Son yıllarda yasak kelimesine o kadar çok aşina olduk ki artık bizim için bir anlam ifade etmemeye başladı. Özellikle içki yasağının getirilmesinden sonra insanların büyük çoğunluğu tepki gösterdi. Alkol kullanan ya da kullanmayan her kesimden tepki gören bu alkol düzenlemesinin bir mantığı bulunmamaktadır. Aslında çoğu yasağın mantığı bulunmamaktadır da bazılar toplum düzenini sağlayabilmek için uygulanmaktadır. Bundan önce de sigara yasağı getirildi. Sigara yasağı ile de insanlar birçok çözüm üretti. İçen gene içiyor. İçmeyenlere saygı duyulması gerektiği ile ilgili bir görüş vardı bu yasak getirilirken. Peki, içenlere neden saygı duyulmuyor? İçmek bir insanın en doğal özgür tercihidir. Yanındakine zarar veriyor bahanesine bakacak olursak da içmeyen adam oraya girmeyecek arkadaş. Yâda en basitinden sigara içilen yer ile içilmeyen yer ayrı olacak.
İçki düzenlemesinde getirilen yasaklama ise akşam 10 ile sabah 6 arasında satış yapılmaması üzerine. Bunun mantığı ne olabilir ki? Kendilerince bir mantık üretmişlerdir elbet. O saatlerde şoförler alkol almasın düşüncesi ile yapılmış olabilir. O saatlerde sokaklarda alkollü adamlar olmasın olabilir. Arkadaş, otoyol kenarlarında alkol satışı yasaklandı da içecek adam şehir merkezine girip gene alıyor alacağı alkolü. Saat 10’dan sonra alkol satılmayacak da alacak adam zaten alır o saate kadar. Hem gece karaborsa tezgah altlarından satışı körüklemez mi bu. Ben içmiyorum sen de içme mantığından başka bir şey değil bu.
Daha özgür bir ülke, daha yaşanılabilir bir ülke diye uğraşırken, bir kesimin istekleri yapılırken belirli bir kesime yasaklamalar getirilmesinin mantığı nedir. Toplumu ayrıştırmaktan başka bir şey değil de nedir. İçen içer, kime ne demezler mi adama. Tabi ki toplum düzenini bozuyorsa ve insanlara zarar veriyorsa bu insanları cezalandıracaksın. Hem de en ağır cezaları vereceksin ki bir daha yapmaya cesaret edemesin.

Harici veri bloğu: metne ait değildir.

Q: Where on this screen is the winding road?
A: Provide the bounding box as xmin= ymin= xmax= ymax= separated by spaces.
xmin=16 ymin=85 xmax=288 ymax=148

Günümüzde daha çok yasaklamalar insanların tepkisine neden olmaktadır.
Siyasi erklerinde birleştirici ve yumuşatıcı tavır takınmaları son derece önemlidir.
İnsanlar isteklerini demokratik sınırlar çerçevesinde rahatça söyleyebilmeli. Devlet ise bu özgürlüğün yerine getirilmesini sağlamalıdır.
Her zaman söylenen bir tabir vardır; yasaklar daha cezp edicidir.